Graph neural network (GNN) is a special kind of network, which works with a graph as a data sample. The typical neural network works with arrays, while GNN works with graphs.
Now before we dive into the technicalities of GNN, let us (re)visit graphs.
Graphs are nothing but the connection of various nodes (vertices) via edges. The nodes, as well as edges, have their values depending on the data.
Mathematically graphs are represented as a function of vertices and edges like follows:
G = Ω (V,E)
The function omega is what defines the relationships between the edges and vertices. The function can be anything at all. Do keep in mind this what determines the operations you can perform on any of the nodes in the graph.
Now let us come back to GNN. Every node in the GNN is operated on, by a single recurrent unit. To put it shortly, recurrent units are the units that take the inputs from the data as well as from the output of the previous iteration.
When we put these recurrent units into the graph, we need to define: the inputs to the nodes and how the output would be calculated.
GNNs work on the principle of message passing or technically speaking, data aggregation. What it does is that it takes the inputs from all the neighboring nodes, and then computes the value for the current node. Take the following image for example.
Here, each node is a recurrent unit, and every node takes the inputs from the neighboring nodes (message). To compute the node, we first sum up (aggregate) all the neighbor node values and then pass it to the function of computation (here G(v)).
Now at first, the node would only know about its direct neighbors and the inputs would be taken accordingly. But what if we want to connect more nodes with a particular node? We increase the reach iteratively. This is also known as unrolling. See the image below, which is of adjacency of 1. The circles represent the reach of the node at the center.
It is obvious but important to note that with the increase in adjacency, the number of nodes in contact would also increase.
But then what is the final output?
We should note that a graph is an interconnected network of nodes. It does not have a start point and an endpoint. But the overall output depends on the application in which GNN is used. For example, sometimes the overall representation after all iterations could be the output. Sometimes knowledge and importance of one node to the other is the output. So, the final output can also be simply defined as a value of the summation of all nodes.
So, summing it all up. The GNN works on the principle of data aggregation, meaning, it takes the values of the adjacent nodes (value of which is controlled by adjacency). Once we increase the value of adjacency, the number of nodes in contact would increase. To compute the value of the node, we pass the summation of values of all adjacent nodes and pass it through a function. That’s all.
If we want to look at the architecture of each iteration and overall network and how it all changes, we may look at the following image.
Now, where can all this be used?
GNNs can be used in all the applications which work on graph-based data. For example, social networks. But how exactly?
- In any social media application, it is really important to connect people. And one of the greatest usages in social media applications is something called as the feed. The feed is decided based on the connections of the particular user (node). So, each user or node, would aggregate the data from all the adjacent nodes and then pass it through a function to decide the feed.

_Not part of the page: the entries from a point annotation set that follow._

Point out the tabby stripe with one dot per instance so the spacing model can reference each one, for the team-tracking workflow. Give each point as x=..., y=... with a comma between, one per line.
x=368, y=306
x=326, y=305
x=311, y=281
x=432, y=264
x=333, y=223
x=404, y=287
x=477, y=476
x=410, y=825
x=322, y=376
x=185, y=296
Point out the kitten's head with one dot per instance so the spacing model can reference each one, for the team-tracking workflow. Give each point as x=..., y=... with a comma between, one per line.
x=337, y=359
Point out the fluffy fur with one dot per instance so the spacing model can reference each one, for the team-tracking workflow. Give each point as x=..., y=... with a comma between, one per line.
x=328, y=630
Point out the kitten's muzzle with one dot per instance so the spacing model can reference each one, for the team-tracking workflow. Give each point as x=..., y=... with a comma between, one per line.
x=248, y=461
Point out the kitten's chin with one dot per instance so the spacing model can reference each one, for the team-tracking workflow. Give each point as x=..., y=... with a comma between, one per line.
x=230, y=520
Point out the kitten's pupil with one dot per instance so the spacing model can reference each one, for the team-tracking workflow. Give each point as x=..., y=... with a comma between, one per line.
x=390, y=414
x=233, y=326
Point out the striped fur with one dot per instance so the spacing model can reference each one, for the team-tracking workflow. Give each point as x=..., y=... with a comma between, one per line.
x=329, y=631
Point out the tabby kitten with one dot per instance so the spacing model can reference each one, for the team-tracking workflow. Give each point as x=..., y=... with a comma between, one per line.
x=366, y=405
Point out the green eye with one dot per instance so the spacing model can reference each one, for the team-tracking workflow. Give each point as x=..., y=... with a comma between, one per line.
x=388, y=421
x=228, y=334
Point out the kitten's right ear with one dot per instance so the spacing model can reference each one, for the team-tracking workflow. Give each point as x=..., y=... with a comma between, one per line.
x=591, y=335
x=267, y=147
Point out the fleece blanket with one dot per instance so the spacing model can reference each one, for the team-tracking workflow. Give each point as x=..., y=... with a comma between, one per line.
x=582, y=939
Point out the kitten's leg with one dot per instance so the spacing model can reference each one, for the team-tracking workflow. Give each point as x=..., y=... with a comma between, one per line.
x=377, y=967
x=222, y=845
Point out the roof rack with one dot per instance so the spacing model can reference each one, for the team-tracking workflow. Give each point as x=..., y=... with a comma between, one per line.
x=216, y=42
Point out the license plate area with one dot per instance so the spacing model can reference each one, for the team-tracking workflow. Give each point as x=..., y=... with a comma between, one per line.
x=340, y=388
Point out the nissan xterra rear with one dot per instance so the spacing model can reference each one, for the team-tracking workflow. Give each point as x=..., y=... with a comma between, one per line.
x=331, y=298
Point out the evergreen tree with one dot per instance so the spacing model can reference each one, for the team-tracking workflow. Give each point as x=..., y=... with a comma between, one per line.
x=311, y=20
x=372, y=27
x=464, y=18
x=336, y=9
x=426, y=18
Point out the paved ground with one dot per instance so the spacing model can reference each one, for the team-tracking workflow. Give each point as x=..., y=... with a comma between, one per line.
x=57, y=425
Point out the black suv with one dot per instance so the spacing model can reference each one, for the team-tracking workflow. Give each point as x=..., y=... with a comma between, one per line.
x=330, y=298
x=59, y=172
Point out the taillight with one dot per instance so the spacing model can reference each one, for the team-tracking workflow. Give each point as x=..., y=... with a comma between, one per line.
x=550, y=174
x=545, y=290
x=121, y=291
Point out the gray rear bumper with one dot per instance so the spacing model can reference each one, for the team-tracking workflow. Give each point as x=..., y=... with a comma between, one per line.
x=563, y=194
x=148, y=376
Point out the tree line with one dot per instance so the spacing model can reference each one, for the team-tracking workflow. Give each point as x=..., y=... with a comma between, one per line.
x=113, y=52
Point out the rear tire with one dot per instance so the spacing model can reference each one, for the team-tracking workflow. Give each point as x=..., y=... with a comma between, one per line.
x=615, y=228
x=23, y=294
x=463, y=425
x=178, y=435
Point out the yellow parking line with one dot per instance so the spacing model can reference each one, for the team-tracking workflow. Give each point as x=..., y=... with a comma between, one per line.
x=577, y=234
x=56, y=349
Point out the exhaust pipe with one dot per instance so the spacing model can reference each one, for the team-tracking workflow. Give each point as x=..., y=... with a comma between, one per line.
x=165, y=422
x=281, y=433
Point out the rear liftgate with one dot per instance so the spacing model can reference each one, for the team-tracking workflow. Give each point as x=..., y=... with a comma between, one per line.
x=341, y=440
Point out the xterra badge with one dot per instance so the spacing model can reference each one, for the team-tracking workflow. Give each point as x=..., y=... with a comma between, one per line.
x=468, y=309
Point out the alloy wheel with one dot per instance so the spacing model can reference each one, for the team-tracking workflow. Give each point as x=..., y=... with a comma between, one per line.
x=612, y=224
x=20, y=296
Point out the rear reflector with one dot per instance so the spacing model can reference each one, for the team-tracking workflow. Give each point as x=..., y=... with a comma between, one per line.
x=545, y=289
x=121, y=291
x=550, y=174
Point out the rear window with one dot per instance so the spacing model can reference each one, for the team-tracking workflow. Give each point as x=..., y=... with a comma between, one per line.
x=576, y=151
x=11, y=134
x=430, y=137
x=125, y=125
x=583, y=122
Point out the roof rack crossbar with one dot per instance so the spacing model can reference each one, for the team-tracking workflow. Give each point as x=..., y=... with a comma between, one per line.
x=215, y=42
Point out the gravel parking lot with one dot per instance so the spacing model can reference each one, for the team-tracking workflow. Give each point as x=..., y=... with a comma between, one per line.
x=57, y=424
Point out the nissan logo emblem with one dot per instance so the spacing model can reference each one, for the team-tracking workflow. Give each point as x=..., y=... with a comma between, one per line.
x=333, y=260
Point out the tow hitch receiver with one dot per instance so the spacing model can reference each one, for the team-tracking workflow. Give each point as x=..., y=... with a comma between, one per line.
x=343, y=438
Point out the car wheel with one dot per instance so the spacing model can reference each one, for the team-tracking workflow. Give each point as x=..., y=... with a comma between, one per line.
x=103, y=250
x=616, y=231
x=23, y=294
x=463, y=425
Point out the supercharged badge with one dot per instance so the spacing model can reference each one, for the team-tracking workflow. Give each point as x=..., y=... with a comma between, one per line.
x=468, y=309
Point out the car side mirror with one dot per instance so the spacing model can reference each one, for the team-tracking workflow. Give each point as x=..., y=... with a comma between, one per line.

- Not just feed, but also other cases like a recommendation of friend or connection.
Other than social media, we can also use these networks in applications of logistics, for better route information.

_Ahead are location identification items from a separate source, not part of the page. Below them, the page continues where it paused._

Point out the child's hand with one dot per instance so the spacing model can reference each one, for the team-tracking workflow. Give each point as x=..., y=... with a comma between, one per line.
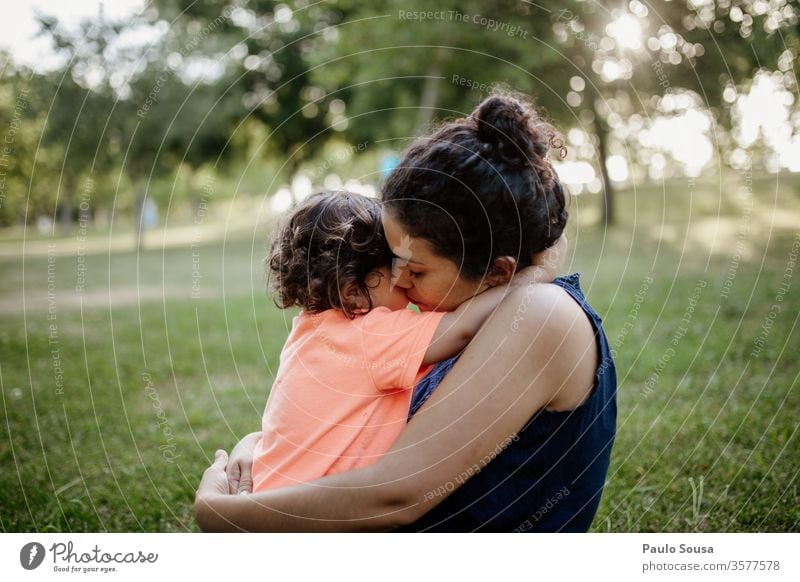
x=239, y=469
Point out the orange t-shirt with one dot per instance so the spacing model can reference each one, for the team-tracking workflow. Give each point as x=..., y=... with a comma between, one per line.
x=342, y=393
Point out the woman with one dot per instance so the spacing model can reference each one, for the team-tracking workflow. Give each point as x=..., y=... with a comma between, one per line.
x=516, y=433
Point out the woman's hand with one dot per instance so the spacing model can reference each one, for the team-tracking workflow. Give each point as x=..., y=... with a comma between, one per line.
x=239, y=469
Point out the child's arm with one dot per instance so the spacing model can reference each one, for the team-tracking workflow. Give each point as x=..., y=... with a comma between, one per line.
x=458, y=327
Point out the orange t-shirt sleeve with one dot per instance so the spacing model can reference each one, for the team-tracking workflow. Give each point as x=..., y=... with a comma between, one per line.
x=394, y=344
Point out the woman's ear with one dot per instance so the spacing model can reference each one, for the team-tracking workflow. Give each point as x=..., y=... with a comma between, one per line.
x=502, y=271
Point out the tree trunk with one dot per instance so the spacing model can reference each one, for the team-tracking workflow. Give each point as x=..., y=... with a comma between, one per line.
x=600, y=128
x=430, y=91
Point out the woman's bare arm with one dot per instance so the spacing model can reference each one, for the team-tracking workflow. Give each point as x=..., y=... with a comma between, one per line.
x=537, y=349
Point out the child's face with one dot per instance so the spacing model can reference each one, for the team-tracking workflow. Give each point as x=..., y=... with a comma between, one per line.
x=383, y=293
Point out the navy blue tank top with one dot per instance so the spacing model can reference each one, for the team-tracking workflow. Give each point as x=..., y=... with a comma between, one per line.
x=550, y=478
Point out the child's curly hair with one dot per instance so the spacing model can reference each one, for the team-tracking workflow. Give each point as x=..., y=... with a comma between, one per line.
x=332, y=241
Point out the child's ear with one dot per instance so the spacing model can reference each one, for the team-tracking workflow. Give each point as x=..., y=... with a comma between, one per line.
x=502, y=271
x=353, y=296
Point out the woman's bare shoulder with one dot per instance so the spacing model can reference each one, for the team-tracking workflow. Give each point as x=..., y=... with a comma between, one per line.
x=554, y=324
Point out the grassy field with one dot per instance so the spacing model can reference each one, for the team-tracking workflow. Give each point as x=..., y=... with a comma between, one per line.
x=115, y=397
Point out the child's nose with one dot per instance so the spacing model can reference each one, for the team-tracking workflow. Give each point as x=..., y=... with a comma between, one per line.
x=400, y=276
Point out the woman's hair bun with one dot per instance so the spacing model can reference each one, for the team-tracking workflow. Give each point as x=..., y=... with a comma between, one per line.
x=514, y=131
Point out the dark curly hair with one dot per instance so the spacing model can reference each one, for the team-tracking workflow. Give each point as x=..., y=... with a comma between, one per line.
x=331, y=241
x=482, y=187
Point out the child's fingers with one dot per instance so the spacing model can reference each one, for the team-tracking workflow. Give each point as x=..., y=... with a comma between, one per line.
x=233, y=472
x=220, y=460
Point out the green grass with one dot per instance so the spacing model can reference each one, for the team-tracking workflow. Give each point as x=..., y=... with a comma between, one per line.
x=711, y=444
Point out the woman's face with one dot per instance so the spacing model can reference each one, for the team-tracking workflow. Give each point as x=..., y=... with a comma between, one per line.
x=431, y=281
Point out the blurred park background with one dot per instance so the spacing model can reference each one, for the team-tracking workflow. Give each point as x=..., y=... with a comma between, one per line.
x=148, y=148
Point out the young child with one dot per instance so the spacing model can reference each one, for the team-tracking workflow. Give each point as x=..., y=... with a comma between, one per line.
x=342, y=392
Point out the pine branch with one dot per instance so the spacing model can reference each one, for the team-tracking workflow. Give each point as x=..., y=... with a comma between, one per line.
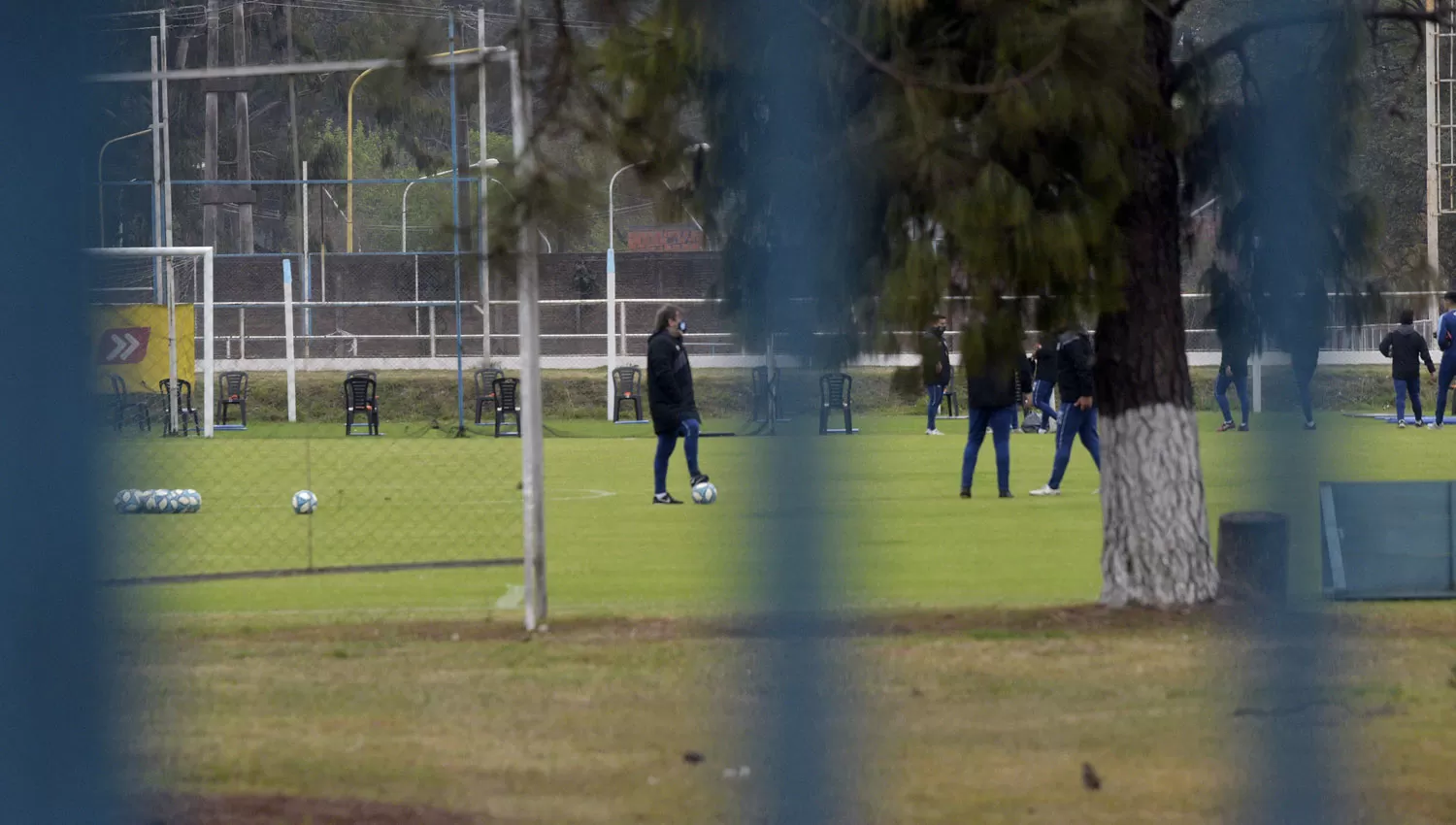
x=919, y=82
x=1235, y=41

Let us now go and evaluate these networks precisely with some advantages and limitations.
Pros and Cons
Let me ask you something, what is the difference between the two graphs provided below.

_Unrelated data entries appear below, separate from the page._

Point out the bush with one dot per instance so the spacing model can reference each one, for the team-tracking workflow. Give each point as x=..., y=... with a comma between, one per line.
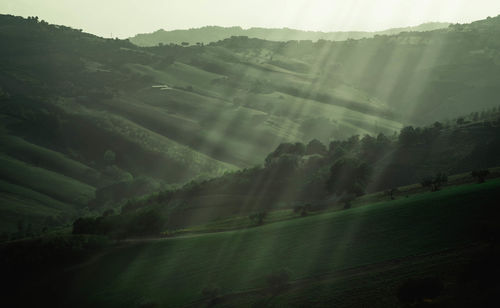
x=210, y=292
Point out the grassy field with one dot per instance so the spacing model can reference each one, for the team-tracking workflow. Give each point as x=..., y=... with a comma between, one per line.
x=50, y=183
x=172, y=272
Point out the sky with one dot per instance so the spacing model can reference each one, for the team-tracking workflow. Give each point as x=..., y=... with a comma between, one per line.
x=125, y=18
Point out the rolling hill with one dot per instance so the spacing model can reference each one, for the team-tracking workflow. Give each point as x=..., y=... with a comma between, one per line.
x=119, y=121
x=352, y=258
x=212, y=34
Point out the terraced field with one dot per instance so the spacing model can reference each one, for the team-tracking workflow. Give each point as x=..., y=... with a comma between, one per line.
x=173, y=272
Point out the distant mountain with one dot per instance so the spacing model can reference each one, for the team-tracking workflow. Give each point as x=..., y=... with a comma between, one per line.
x=102, y=120
x=210, y=34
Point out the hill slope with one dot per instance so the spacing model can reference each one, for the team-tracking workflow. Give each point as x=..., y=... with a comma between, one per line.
x=211, y=34
x=125, y=121
x=342, y=248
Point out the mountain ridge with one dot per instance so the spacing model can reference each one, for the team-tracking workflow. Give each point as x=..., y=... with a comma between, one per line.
x=208, y=34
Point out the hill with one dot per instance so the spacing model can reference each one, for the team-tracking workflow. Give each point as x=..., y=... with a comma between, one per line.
x=356, y=257
x=211, y=34
x=119, y=121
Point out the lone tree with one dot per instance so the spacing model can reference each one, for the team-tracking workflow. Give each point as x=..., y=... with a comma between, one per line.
x=348, y=178
x=480, y=175
x=435, y=182
x=418, y=290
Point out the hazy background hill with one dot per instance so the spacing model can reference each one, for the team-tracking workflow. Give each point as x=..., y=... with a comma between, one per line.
x=210, y=34
x=102, y=120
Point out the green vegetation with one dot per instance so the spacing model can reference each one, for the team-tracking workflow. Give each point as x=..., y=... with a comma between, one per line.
x=309, y=248
x=249, y=172
x=211, y=34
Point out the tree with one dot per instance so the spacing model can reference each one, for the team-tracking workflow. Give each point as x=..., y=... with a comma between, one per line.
x=302, y=209
x=418, y=290
x=278, y=281
x=211, y=293
x=258, y=218
x=480, y=175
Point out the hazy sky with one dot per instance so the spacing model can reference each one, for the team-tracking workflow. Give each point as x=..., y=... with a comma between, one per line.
x=124, y=18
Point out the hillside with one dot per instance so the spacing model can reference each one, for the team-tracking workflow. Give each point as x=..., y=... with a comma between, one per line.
x=355, y=257
x=211, y=34
x=114, y=121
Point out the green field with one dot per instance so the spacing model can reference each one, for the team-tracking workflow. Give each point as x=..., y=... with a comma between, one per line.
x=172, y=272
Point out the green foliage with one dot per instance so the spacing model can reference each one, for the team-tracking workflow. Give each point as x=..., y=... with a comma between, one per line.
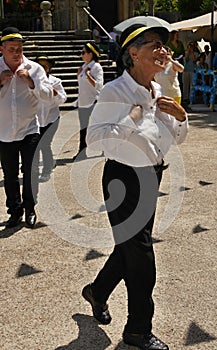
x=142, y=8
x=166, y=5
x=206, y=6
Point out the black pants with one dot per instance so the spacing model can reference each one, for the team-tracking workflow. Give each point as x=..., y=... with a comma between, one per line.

None. Other than the way of representation. But of course, the representation does affect the way we store the data traditionally. That is why we needed the graph networks in the first place.
The second thing is the quantity of data. If we think about the overall mechanism of graph data structure and the kind of data it stores, it is huge if we try and convert it into some other form like an array. The sole reason being too much information to be clarified. Such as, which node is connected to which by which edge with what value. But if we directly take graphs like the sample points, it is fairly easy and inexpensive to store and process the data as compared to traditional neural networks.
Third, the GNNs outperforms many state-of-the-art algorithms when it comes to specialized cases, mentioned above, in the use cases. And this is because of the ability to work easily with graph-based data.
And lastly, the GNNs have a huge advantage which is directly linked with its structure. Which is that it can adaptively learn the importance of each neighbor.
However, GNNs are not at all flawless. When it comes to the limitations, one should surely look at the paper of How powerful are GNNs, to better understand those cases where it fails.
One such example as per the paper is the mean and max layers in the convolutional nets with GNN. In this, due to the limited and shallow learnings, it does affect the way the mean and max are calculated. It hinders the accuracy of the network because it is not able to place the values accurately enough.
Another problem is the computational expense. Even though we use graphs as the data structure, the computational toll would increase with each iteration and updating of weights. As shown earlier, with each iteration each node would have even more nodes in its information box, which will further increase the relations and number of weights to calculate for each node.
GNN is still somewhat of an unexplored field and it will take some time and application, to better understand the overall disadvantages of them in various cases. But it does give a base for a field which can make the logistics and netowrk based architectures even more accurate.
With this article at OpenGenus, you must have a good understanding of Graph Neural Networks in general. Enjoy.